Критика о творчестве Н. А. Островского, отзывы современников

Критика о творчестве Н. А. Островского, отзывы современников
Портрет А. Н. Островского.
Художник В. Г. Перов

Александр Николаевич Островский является одним из самых известных русских драматургов XIX века.

В этой статье представлена критика о творчестве Н. А. Островского, отзывы современников о роли драматурга в истории русской культуры.

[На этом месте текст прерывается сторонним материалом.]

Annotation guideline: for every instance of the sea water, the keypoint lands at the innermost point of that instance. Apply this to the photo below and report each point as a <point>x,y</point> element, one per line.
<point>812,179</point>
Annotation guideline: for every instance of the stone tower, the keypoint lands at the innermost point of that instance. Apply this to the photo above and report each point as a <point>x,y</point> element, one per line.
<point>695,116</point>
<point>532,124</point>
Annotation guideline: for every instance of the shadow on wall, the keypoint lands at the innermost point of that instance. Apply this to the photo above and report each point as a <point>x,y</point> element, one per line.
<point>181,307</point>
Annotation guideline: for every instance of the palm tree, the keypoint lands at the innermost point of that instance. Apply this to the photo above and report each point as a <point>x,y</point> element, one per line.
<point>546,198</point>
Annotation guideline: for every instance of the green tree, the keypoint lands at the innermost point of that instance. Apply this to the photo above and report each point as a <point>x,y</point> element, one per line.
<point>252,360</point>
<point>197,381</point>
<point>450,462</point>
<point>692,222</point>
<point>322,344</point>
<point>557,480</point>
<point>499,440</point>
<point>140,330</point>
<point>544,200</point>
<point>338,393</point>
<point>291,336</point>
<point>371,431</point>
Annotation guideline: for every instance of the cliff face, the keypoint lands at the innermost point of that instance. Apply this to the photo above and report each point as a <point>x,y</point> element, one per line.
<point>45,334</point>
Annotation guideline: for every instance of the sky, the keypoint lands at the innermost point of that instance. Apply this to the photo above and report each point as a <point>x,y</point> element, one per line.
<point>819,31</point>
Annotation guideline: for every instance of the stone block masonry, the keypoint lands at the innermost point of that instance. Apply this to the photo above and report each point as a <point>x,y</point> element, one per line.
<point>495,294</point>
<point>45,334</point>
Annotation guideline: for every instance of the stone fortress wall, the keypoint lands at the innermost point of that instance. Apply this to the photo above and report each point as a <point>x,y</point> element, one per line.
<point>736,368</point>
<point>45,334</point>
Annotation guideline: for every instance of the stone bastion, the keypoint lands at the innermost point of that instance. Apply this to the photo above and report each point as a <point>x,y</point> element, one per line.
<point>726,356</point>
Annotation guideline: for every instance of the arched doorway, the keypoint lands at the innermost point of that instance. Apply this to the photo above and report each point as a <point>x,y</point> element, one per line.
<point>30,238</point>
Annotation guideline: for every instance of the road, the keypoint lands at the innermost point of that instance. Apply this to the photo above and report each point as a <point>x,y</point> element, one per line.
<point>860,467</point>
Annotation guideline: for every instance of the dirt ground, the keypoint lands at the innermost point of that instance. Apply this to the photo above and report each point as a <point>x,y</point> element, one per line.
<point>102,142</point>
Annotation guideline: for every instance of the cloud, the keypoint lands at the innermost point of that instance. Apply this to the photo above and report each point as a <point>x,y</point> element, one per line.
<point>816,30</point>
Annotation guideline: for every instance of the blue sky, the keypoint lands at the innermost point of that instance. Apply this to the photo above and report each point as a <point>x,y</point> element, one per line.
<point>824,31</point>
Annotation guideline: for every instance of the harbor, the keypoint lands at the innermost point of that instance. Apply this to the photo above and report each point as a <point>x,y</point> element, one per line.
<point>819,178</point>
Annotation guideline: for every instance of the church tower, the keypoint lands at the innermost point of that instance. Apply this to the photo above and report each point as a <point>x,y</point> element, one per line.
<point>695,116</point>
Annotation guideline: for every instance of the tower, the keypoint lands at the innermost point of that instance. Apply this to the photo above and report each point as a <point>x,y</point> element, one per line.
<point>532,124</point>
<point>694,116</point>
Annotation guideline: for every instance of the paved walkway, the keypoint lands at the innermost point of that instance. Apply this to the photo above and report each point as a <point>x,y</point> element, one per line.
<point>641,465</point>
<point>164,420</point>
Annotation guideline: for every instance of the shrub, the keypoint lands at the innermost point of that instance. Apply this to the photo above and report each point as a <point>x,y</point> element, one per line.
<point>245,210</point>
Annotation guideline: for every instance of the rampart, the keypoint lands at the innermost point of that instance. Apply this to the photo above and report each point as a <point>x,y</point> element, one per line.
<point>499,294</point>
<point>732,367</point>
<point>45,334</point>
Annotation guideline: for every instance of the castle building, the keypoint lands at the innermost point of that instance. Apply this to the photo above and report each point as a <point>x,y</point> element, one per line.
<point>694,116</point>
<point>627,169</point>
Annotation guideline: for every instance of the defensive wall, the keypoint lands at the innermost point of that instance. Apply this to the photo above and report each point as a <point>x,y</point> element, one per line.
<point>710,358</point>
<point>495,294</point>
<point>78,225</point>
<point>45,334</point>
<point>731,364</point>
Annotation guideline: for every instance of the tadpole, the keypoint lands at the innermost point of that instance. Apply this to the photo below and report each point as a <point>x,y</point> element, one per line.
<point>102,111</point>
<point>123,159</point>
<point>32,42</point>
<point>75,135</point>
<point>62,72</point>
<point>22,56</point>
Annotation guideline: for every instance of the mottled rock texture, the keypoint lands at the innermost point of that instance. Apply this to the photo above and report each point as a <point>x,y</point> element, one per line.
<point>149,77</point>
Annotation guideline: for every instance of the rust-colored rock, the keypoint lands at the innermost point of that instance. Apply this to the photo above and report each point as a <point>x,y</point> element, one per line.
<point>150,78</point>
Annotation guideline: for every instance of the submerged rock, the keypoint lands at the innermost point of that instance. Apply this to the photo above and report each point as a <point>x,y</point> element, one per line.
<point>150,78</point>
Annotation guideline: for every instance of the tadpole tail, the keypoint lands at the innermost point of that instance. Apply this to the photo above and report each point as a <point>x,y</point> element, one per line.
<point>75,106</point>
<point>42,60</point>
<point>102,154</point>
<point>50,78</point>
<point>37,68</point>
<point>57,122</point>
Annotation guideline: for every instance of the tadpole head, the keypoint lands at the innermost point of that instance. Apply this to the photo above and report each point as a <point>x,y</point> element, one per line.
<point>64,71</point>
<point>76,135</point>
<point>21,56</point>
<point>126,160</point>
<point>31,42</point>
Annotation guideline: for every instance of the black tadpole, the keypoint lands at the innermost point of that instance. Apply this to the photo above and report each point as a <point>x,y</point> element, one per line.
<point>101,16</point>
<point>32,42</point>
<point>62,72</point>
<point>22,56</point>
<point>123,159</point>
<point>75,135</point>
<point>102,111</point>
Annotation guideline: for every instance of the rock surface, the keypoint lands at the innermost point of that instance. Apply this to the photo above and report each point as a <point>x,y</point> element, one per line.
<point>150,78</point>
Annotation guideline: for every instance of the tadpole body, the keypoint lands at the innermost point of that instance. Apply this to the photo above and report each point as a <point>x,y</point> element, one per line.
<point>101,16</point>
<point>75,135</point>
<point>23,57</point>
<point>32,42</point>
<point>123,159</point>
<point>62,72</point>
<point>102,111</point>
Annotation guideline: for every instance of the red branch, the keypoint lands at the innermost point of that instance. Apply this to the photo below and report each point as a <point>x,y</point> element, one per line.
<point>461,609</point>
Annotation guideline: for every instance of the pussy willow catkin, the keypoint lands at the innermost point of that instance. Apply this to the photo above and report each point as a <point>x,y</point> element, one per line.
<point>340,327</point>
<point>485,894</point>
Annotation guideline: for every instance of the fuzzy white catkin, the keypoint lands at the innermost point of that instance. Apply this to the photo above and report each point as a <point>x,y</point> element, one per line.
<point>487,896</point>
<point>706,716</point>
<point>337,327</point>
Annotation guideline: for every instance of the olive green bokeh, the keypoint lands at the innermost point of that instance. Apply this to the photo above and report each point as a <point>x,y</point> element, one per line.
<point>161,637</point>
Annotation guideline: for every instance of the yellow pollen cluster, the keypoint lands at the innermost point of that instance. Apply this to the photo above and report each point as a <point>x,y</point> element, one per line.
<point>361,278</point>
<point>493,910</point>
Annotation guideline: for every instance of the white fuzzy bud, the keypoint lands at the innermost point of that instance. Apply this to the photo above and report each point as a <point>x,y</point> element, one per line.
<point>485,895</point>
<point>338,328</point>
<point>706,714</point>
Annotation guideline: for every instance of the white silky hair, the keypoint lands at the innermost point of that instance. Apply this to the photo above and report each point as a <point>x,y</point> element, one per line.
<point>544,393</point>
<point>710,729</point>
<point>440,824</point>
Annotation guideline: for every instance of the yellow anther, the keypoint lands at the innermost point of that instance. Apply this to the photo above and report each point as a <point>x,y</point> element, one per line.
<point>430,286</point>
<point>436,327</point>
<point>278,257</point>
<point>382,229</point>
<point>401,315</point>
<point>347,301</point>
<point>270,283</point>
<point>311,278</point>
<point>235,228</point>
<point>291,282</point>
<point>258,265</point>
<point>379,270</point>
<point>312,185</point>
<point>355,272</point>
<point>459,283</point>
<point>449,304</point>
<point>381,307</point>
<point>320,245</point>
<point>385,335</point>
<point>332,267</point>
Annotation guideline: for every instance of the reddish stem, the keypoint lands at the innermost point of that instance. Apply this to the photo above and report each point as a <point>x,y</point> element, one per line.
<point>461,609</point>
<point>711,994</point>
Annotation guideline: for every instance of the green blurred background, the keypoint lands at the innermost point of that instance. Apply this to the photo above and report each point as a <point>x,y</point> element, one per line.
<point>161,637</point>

Критика о поэтах и писателях

 

 

 

Критика о творчестве Н. А. Островского

Д. В. Аверкиев:

«Чаще всего по поводу пьес Островского приходится читать о самодурстве русского человека, о его грубости и невежестве. Непонимание русского быта становится все более и более повальной болезнью нашей словесности… <…>

Да, много значит любовь к быту! Она часто выкупает художественную недоделанность… <…> Две-три верные черты, выхваченные из жизни, много значат. И значат тем более, — что редко это встречается в нашей литературе; у нас всякий борзописатель хочет стать выше быта; любить его — низким почитает…»
(Д. В. Аверкиев, критический очерк, «Эпоха», 1864 г., №9)

Н. Н. Страхов:

«…Всегда, как только г. Островский коснется знакомых ему сторон быта, выходит яркая и прекрасная общая картина, колорит которой поражает метким подбором красок… <…>
…Он мастер составлять и освещать группы, но в этих группах отдельные лица только набросаны; г. Островский ограничивается либо простым очерком, абрисом данного лица, либо выставляет одни крупные, выдающиеся черты, за которыми трудно распознаются особенности личной душевной физиономии. Другими словами, у г. Островского вы не найдете личных характеров, а только более или менее общие психические типы… <…>

У нашего драматурга полная гармония между задачей писателя бытового и писателя-психолога… Как бытовые, так и психические типы эти целиком взяты из жизни… <…>

Развитие характеров может быть у г. Островского настолько, насколько это возможно при общих типах… <…> Островский есть писатель бытовой, в этом его сила… <…> Там, где Островский выходит из знакомого ему быта, лица становятся бледны и поражают психическою непоследовательностью… <…> Как изобразитель общих типов г. Островский во многом родственен с Мольером…»
(Н. Н. Страхов, «Заря», 1871, №2)

И. А. Гончаров:

«Островского обыкновенно называют писателем быта, нравов, но ведь это не исключает психической стороны: при неверностях психической стороны не могли бы быть верны быт и нравы… <…>

У Островского, конечно, не сложен психический процесс — он отвечает степени развития его героев… <…> Но у него нет ни одной пьесы, где бы не был затронут тот или другой чисто человеческий интерес, чувство, жизненная правда. Рядом с самодурством, в такой же грубой форме, сквозит человечность (например, в Любиме Торцове)… <…>

Сочинение действия — не его задача: да после вышесказанного о русской жизни она и не задача этой жизни. Ему как будто не хочется прибегать к фабуле — эта искусственность ниже его, он должен жертвовать ей частью правдивости, целостью характеров, драгоценными штрихами нравов, деталями быта — и он охотнее удлиняет действие, охлаждает зрителя, лишь бы сохранить тщательно то, что он видит и чует живого и верного в природе…»
(И. А. Гончаров, «Материалы, заготовляемые для критической статьи об Островском», 1873-1874 гг.)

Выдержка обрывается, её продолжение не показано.